Sunday, 13 October 2024

Key Lookup in SQL server

A Lookup happen when a query uses a non-clustered index but the index does not include the all column needed for the query. Unlike a RID Lookup, which occurs in the heap table, but key lookup happens when the table has a cluster index. SQL server must go back to the cluster index (using the cluster key) to fetch the missing column that are not included in the non-cluster index.

See the example.

Creating the table

create table Key_Lookup_Test

(

Key_Lookup_Test_ID int identity(1,1) not null primary key,

col_num1 varchar(20),

col_num2 varchar(20),

col_num3 varchar(20)

)

Creating a non-clustered index on this table.

create nonclustered index IX_01_Key_Lookup_Test_col_num1

on Key_Lookup_Test(col_num1)

Inserting 10k Records.

declare @i int=1;

while @i<=10000

begin

insert into Key_Lookup_Test(col_num1,col_num2,col_num3)

select 'col_num1'+cast(@i as varchar(10)),

                                'col_num2'+cast(@i as varchar(10)),

                                'col_num3'+cast(@i as varchar(10))

set @i=@i+1;

end;

Records inserted successfully.

Let’s on the execution plan and run the below query.

select key_Lookup_Test_id,col_num1,col_num2,col_num3

from key_Lookup_Test where col_num1='col_num110';

See the result.

Key lookup happen.

See the execution time.

It took 42 MS .

Let’s drop the existing index and creating the new index with included columns.

drop index key_Lookup_Test.IX_01_key_Lookup_Test_col_num1

create nonclustered index IX_01_Key_Lookup_Test_col_num1

on key_Lookup_Test(col_num1)

include (key_Lookup_Test_id,col_num2,col_num3)

Now running the same query. 

Key lookup gone.

See the execution time.


It took 1 MS.

RID Lookup in SQL server

RID (Row Identifier) Lookup occurs when a query use a non-cluster index to find row and the index does not included all the required column from the query. The database engine has to go back to the table to fetch the missing column. This is happen in the heap table. A table does not have the primary key or clustered index. When we query a non-clustered index and need to retrieve column that are not part of index, SQL server uses the RID lookup for the corresponding rows in the heap. This lookup affect the performance.

See the below example

Here we are creating a head table.

create table RID_Lookup_Test

(

RID_Lookup_Test int identity(1,1),

col_num1 varchar(20),

col_num2 varchar(20),

col_num3 varchar(20)

)

 

Table created successfully.

Now creating the non-cluster index on the col_num1 column.

create nonclustered index IX_01_RID_Lookup_Test_col_num1

on RID_Lookup_Test(col_num1)

Non-cluster index is created.

Now Inserting 10k records in this table.

declare @i int=1;

while @i<=10000

begin

insert into RID_Lookup_Test(col_num1,col_num2,col_num3)

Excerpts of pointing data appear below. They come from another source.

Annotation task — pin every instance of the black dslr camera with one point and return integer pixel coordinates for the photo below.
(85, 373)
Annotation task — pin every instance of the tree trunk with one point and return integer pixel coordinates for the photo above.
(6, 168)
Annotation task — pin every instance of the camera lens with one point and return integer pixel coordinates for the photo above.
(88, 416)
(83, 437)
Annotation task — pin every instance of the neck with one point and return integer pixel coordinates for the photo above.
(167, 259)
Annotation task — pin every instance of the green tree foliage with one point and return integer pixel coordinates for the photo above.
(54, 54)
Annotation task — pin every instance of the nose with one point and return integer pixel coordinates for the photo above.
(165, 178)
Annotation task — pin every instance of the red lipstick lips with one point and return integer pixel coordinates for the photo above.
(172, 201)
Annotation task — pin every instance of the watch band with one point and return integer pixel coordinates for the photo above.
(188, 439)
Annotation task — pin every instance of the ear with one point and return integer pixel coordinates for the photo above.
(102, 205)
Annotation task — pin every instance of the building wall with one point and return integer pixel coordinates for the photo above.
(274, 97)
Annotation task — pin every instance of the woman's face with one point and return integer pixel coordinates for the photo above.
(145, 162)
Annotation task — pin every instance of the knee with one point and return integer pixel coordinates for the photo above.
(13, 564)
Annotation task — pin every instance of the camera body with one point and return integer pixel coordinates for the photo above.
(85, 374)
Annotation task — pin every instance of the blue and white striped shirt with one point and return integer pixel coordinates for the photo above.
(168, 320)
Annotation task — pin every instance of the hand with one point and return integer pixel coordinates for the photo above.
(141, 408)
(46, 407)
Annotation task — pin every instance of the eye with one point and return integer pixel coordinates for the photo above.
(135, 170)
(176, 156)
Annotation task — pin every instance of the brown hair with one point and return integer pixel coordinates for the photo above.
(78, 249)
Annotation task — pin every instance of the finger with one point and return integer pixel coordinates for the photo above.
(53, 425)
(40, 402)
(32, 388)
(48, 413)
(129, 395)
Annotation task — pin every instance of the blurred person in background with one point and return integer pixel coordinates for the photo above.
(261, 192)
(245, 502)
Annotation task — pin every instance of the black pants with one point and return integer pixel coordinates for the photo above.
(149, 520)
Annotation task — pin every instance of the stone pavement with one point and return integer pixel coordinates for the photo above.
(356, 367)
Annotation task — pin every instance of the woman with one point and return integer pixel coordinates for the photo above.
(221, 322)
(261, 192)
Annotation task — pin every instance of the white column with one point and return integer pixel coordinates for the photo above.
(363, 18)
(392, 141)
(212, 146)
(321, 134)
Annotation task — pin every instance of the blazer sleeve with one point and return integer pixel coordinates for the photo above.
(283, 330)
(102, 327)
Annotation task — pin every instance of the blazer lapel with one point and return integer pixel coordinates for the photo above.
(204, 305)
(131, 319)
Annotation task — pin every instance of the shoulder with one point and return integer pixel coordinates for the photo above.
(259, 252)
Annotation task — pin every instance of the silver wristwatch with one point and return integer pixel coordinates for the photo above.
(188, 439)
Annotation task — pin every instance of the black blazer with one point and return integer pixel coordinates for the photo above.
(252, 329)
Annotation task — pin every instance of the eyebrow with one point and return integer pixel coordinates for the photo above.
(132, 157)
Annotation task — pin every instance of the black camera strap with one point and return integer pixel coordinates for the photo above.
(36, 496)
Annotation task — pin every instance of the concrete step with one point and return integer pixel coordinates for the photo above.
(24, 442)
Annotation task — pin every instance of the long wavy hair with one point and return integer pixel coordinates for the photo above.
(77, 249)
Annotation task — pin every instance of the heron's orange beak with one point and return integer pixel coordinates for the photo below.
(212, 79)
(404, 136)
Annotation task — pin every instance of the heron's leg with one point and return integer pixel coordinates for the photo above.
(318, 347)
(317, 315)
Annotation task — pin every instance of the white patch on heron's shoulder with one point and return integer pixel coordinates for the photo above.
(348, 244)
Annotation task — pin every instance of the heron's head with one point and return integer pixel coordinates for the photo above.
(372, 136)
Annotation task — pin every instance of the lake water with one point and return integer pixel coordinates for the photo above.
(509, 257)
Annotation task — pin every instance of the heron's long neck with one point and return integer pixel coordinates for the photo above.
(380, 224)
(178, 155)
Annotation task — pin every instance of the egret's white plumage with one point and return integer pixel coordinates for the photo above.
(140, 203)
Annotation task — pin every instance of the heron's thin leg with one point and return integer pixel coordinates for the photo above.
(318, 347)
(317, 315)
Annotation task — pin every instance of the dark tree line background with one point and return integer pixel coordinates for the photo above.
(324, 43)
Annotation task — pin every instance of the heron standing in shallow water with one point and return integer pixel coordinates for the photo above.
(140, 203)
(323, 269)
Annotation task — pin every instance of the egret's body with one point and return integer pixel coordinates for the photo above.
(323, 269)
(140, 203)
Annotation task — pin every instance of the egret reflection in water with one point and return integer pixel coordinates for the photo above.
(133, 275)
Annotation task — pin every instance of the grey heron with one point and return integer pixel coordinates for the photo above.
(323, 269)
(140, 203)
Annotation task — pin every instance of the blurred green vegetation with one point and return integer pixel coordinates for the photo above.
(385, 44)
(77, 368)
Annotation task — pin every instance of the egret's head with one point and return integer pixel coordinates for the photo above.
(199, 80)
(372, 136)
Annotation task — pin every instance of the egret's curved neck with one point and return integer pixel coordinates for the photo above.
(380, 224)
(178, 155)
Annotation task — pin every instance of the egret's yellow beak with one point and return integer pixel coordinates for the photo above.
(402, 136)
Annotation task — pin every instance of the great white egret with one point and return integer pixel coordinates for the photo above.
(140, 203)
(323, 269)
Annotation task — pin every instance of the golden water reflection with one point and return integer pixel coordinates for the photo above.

select 'col_num1'+cast(@i as varchar(10)),

                                'col_num2'+cast(@i as varchar(10)),

                                'col_num3'+cast(@i as varchar(10))

set @i=@i+1;

end;

 10k records inserted successfully.

Let’s on the execution plan and run the below query.

select RID_Lookup_Test,col_num1,col_num2,col_num3

from RID_Lookup_Test where col_num1='col_num110';

 

See the result.

See the execution time for this query.

It took 46 MS

RID look up is one cause of performance degrade.

To overcome from RID Lookup we need to include the columns which are used in the select query.

Here I am dropping the existing index and creating the new index which include the all column which are in the select query.

drop index RID_Lookup_Test.IX_01_RID_Lookup_Test_col_num1

create nonclustered index IX_01_RID_Lookup_Test_col_num1

on RID_Lookup_Test(col_num1)

include (RID_Lookup_Test,col_num2,col_num3)

 Now running the same query

See the execution plan 

RID Look gone.

See the execution time

 

It took 1 MS.

See the performance impact.

Select * vs select columns performance (why select * not recommended in SQL server)

There are plenty of reasons why selecting all columns from a table with the SELECT * operator is not a good idea. It increases network traffic by transmitting columns that the client application does not need. It also makes query performance tuning more complicated, and it introduces side effects when the table schema changes. Don’t use * in SELECT query, instead use only required column. This is one of the tips to optimize SELECT query. However, does this really give better performance in SQL Server query processing?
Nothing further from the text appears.